You may well ask, what if the desired result isn’t a set? This issue does not arise in Isabelle/ZF, where I first did this work and where everything is a set. For Isabelle/HOL a simple trick solves the problem: it’s always possible to define your operation to return a singleton set, and finally extract the desired result by calling the_elem, which maps $\{x\} \mapsto x$.

By the way, referring to an operation like the_elem as the “axiom of unique choice” is as oxymoronic as referring to plastic as “vegan leather”. I’d call it “Hobson’s axiom”.

So what about types?

Having set out to prove that quotienting has nothing to do with types, I was dismayed to read my own paper on the topic:

A quotient construction defines an abstract type from a concrete type, using an equivalence relation to identify elements of the concrete type that are to be regarded as indistinguishable. The elements of a quotient type are equivalence classes: sets of equivalent concrete values.

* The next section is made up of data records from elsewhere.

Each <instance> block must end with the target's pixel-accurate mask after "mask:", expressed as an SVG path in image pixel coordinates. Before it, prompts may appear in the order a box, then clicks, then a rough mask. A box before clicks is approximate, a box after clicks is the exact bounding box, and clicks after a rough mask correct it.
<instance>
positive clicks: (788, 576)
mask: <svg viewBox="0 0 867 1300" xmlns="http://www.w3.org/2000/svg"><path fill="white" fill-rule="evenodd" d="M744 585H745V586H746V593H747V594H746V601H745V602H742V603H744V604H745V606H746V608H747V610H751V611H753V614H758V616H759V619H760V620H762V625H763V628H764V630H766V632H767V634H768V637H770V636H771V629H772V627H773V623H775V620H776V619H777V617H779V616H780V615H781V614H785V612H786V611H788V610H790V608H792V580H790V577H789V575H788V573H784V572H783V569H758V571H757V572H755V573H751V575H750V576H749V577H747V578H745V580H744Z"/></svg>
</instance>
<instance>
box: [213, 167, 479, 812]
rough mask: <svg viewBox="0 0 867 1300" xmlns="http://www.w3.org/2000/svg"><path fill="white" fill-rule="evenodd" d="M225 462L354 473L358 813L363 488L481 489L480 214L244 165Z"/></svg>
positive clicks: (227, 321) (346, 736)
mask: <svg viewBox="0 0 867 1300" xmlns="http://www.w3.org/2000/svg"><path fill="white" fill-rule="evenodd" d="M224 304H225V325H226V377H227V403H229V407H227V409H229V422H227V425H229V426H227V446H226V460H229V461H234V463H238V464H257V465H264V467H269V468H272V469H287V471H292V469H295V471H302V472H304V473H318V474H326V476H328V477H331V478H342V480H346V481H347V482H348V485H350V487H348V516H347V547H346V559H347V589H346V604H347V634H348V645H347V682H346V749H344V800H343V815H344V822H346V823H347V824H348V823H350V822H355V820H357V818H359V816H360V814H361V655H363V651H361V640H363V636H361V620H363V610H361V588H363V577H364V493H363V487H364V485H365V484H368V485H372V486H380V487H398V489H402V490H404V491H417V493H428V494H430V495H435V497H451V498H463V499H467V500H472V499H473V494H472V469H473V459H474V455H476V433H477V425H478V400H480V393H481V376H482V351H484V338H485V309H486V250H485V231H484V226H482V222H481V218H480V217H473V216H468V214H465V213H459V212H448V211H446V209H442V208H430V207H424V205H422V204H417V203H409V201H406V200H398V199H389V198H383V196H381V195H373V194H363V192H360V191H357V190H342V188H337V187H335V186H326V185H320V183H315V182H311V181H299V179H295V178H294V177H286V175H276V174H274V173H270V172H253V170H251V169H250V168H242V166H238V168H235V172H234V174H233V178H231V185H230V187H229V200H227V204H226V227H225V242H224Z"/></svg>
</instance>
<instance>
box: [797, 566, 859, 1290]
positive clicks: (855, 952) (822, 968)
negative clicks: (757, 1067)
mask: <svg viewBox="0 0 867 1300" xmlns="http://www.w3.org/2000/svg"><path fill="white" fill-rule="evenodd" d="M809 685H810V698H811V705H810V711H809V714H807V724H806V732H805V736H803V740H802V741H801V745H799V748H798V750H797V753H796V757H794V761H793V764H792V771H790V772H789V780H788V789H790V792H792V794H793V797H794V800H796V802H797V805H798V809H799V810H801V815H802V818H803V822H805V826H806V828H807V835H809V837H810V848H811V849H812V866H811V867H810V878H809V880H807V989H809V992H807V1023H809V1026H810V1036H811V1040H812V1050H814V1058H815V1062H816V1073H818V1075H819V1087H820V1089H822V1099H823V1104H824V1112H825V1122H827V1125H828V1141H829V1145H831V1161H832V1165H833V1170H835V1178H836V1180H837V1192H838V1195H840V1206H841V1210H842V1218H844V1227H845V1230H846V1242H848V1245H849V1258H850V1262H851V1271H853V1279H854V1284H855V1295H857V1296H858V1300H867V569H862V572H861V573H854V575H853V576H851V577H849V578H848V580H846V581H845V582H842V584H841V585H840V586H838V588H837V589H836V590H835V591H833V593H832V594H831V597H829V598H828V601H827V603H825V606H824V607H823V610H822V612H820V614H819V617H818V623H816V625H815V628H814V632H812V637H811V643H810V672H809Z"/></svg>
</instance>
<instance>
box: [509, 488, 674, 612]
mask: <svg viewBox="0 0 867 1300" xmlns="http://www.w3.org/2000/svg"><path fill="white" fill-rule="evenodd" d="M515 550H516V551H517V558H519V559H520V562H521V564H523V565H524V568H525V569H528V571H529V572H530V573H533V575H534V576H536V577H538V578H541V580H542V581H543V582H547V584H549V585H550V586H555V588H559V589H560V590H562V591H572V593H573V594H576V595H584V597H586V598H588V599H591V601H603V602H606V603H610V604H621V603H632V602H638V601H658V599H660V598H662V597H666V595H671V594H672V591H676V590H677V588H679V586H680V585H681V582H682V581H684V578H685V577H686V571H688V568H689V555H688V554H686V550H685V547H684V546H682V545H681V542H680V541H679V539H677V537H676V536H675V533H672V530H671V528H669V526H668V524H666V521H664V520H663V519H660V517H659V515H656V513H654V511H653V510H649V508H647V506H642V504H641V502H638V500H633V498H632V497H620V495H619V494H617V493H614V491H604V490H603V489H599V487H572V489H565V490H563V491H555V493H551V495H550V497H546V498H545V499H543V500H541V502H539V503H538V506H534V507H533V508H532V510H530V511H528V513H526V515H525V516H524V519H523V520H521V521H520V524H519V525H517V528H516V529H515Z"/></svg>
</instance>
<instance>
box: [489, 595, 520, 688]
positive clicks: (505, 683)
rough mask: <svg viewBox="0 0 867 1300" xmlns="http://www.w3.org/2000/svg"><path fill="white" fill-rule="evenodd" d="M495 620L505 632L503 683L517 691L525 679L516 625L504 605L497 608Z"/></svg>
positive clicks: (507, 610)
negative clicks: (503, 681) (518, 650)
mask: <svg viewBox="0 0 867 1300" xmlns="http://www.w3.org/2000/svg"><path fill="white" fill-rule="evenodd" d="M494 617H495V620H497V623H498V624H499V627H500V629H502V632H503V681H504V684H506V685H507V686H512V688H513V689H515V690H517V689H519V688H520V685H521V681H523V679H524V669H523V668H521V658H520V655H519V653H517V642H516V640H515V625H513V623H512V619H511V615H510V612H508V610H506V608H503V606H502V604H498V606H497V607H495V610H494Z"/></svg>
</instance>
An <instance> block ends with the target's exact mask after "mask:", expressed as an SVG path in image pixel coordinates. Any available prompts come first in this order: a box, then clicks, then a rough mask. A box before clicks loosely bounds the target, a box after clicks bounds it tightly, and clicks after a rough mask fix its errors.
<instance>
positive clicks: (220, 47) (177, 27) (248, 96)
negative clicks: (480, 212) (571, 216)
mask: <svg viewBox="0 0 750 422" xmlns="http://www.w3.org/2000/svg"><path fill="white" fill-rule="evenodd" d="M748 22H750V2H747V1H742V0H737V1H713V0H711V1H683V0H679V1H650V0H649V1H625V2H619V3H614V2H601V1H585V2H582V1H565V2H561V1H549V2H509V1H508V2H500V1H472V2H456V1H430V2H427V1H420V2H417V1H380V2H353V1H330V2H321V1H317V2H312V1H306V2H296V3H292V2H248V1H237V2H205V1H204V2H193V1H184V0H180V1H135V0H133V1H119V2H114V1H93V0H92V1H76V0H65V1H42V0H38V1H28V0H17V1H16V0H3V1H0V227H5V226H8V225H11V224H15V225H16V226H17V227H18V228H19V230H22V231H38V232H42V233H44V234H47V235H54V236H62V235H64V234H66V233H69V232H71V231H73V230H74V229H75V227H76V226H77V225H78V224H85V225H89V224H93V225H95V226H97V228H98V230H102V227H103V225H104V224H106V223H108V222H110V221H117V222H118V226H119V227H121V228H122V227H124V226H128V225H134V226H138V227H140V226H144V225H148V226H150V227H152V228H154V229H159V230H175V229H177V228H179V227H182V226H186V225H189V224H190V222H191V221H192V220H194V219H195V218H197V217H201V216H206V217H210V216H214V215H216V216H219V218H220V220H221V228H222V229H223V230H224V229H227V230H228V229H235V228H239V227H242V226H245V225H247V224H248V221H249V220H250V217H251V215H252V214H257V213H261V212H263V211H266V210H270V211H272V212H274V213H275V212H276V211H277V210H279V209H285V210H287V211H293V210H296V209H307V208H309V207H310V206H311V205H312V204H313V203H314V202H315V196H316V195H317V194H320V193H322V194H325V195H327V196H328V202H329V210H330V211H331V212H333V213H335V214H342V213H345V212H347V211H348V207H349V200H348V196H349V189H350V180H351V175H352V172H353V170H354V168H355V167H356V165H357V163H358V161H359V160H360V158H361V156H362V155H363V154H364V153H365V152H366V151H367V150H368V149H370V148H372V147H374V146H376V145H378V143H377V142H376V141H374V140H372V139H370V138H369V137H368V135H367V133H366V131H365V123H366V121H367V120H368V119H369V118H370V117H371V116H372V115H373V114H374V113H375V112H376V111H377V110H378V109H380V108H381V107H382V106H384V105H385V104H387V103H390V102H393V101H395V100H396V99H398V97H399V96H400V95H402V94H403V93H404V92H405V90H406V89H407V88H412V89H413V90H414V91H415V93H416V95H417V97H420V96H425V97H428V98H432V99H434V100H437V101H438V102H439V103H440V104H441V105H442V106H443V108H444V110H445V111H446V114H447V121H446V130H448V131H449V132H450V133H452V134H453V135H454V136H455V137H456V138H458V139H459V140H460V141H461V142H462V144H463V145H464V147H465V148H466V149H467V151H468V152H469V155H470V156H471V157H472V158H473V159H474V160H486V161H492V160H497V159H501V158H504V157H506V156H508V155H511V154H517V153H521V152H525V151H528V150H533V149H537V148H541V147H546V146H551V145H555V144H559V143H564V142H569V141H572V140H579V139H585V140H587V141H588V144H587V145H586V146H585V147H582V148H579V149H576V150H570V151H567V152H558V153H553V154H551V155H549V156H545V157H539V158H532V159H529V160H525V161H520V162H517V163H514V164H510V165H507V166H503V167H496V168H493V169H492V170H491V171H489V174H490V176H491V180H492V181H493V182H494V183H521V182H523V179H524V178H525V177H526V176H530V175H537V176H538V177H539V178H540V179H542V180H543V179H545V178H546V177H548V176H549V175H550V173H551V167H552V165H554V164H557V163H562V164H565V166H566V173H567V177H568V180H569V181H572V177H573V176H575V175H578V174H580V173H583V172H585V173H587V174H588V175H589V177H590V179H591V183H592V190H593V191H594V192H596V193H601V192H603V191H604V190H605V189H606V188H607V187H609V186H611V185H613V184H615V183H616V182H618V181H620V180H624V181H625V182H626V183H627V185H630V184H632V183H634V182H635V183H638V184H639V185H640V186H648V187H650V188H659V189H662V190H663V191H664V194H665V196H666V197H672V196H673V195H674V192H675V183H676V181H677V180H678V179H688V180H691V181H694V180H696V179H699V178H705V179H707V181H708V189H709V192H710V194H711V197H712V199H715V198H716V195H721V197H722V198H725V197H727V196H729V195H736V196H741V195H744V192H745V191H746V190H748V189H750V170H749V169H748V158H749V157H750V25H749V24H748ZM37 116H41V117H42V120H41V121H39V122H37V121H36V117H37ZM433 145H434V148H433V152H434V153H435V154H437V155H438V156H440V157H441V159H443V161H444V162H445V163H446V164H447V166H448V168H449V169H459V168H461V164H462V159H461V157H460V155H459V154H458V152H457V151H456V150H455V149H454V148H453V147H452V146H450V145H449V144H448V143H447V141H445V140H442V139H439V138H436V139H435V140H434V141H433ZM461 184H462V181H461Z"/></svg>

The idea that types are connected with quotienting is pervasive, especially to those who remember that the key idea underlying LCF-style proof assistants is an abstract data type. But this view narrows our horizons, and the actual mathematics reported in that paper operates at the level of sets. And by “sets” here it makes little difference whether we are in ZFC or using the typed sets of higher-order logic.

The techniques in my paper are fine for declaring something like the integers, but demand a lot of repetitious work in the case of a recursive datatype with equational constraints and even more so when there’s nested datatype recursion: the number of trivial facts to be stated and proved is quadratic in the number of datatype constructors.

More automation can be obtained through the lifting and transfer package. It is powerful, general and modular, but somewhat mysterious and not so easy to learn. And yet I can see nearly 8600 calls to the transfer method in the Isabelle distribution and libraries. It is however, type-based, transferring properties and definitions between concrete and abstract types. To do a quotient construction on a set, my more direct methods should do the job.

Quotients in dependent type theory

I’m not an expert on most of these systems, and what I know I tend to hear indirectly. One thing I hear is that quotienting in type theory often involves a setoid, a type paired with an explicit equality relation. (See Barthe et al., also here. See also setoid hell.) Straightforward quotienting is apparently not possible in Coq, but Cyril Cohen suggests some pragmatic techniques.

Quotients in Lean are handled differently, with quotients built in and supported by an additional axiom. Nuprl has supported both subtypes and quotient types (also available here), for a long time.

I gather that type theory purists are outraged by the Lean and Nuprl approaches. It’s puzzling that such sophisticated type theories struggle with something as trivial as equivalence classes.